Two cartoons from the May 2026 Funny Times, both with variants of familiar theme. Some Bizarro word play exploiting and extending on the similarity between names of diseases and names of flowers (commented on long ago by James Thurber); and a bob twist on Husband in Bed With Oh My God! (aka Honey, This is Not What It Looks Like).
Bizarro fresh frontiers for disease names, /dájǝ/ division. The cartoon:
(#1) The Wayno / Piraro cartoon of 10/27/25 (if you’re puzzled by the odd symbols in the cartoon — Wayno says there are 6 in this strip — see this this Page)
/dájǝ/ disease names prominently include diarrhea and diabetes. And for a flower name, dianella, common name flax lily. And then we branch out into diaphragm. diatribe, diatom, Dionysus. A decidedly mixed bag.

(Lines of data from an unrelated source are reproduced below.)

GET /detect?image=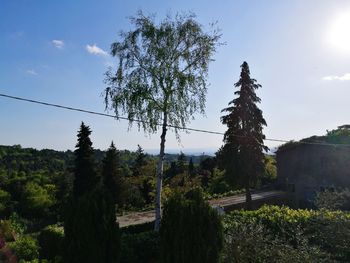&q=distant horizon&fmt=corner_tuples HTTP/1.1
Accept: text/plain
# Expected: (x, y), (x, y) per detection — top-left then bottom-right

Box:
(0, 0), (350, 154)
(0, 144), (277, 156)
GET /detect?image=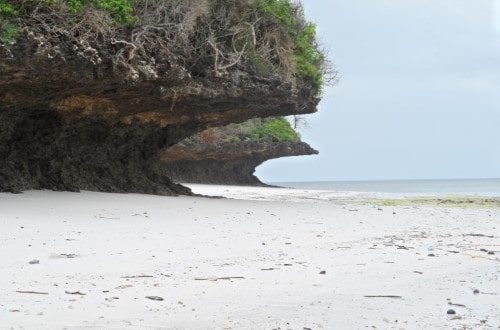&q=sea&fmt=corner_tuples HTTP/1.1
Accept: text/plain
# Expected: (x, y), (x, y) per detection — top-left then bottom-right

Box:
(271, 178), (500, 197)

The bob advancement in cartoon consciousness. The cartoon:
(#2) The Bob Eckstein cartoon; note the judgmental hands on the woman’s hips, and her briefcase, all reinforcing the interpretation that she is the speaker’s wife, who has come home from work to discover her husband in bed with another man, and is not at all happy with the situation
And then bob gives the situation a further metatwist — it’s not (just) an advancement in social consciousness, but an advancement in cartoon consciousness, which can now show men, naked, in bed together.

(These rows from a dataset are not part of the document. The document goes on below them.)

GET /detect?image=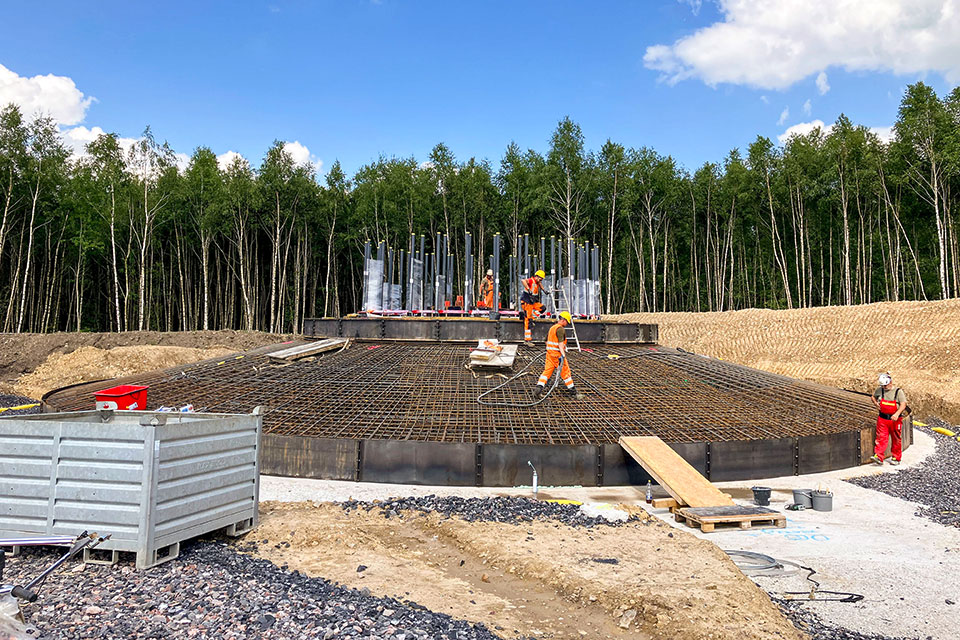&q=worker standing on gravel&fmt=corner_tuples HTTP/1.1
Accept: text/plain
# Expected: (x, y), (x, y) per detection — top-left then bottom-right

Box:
(870, 373), (907, 465)
(477, 269), (493, 309)
(534, 311), (577, 397)
(520, 270), (547, 344)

The husband in bed with a male lover comes after a long line of surprising bed partners for him — all manner of creatures and inanimate objects, plus unlikely fictional characters (where’s Waldo now?). And these things are claimed to be not what they seem.

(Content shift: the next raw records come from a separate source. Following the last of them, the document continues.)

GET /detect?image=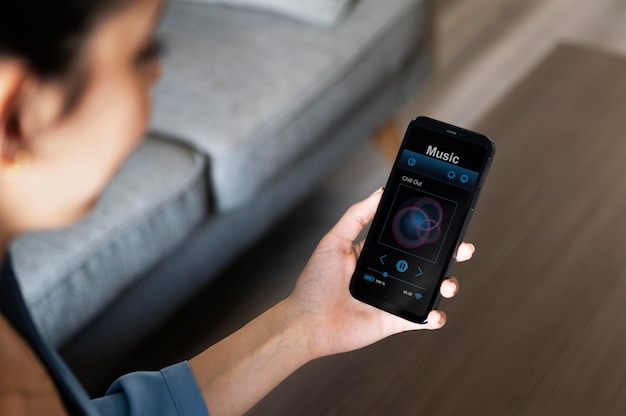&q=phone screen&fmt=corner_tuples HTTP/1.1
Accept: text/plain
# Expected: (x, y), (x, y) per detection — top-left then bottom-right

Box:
(350, 117), (495, 323)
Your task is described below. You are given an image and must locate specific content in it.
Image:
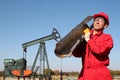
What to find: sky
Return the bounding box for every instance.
[0,0,120,72]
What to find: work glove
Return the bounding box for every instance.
[83,28,90,42]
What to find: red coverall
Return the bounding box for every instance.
[72,31,113,80]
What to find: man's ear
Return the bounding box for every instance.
[104,24,108,29]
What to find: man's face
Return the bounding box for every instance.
[94,17,105,30]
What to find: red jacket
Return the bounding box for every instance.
[73,31,113,80]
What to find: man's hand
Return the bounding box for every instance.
[83,28,90,42]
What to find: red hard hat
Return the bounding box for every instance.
[93,12,109,25]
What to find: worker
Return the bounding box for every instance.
[72,12,113,80]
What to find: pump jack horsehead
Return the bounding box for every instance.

May 11, 2026 at 10:49 pm |
At the risk of asking a question which I ought to be able to research myself, what means the term “/dájǝ/ disease name,” which goes right over my head? (Usually a goog search answers all such questions, but I don’t think I can search for this term. I tried pasting it into the search bar and exactly one item was returned: this very blog post.)
May 12, 2026 at 3:18 am |
“/dájǝ/” is a transcription of pronunciation in IPA (the International Phonetic Alphabet, overseen by an international committee), covering stuff spelled DIA- or DIO- or DIE- with accent on the first syllable. The slashes indicate a broad, phonemic transcription; square brackets […] are used for more detailed phonetic transcription.
May 12, 2026 at 12:22 pm
Thanks. I had the notion that you might have been using IPA (the ǝ gave it away), but the j sent my mind straight to “déjà” and led me completely astray. I finally realized this morning what /j/ really represents, and now I got it.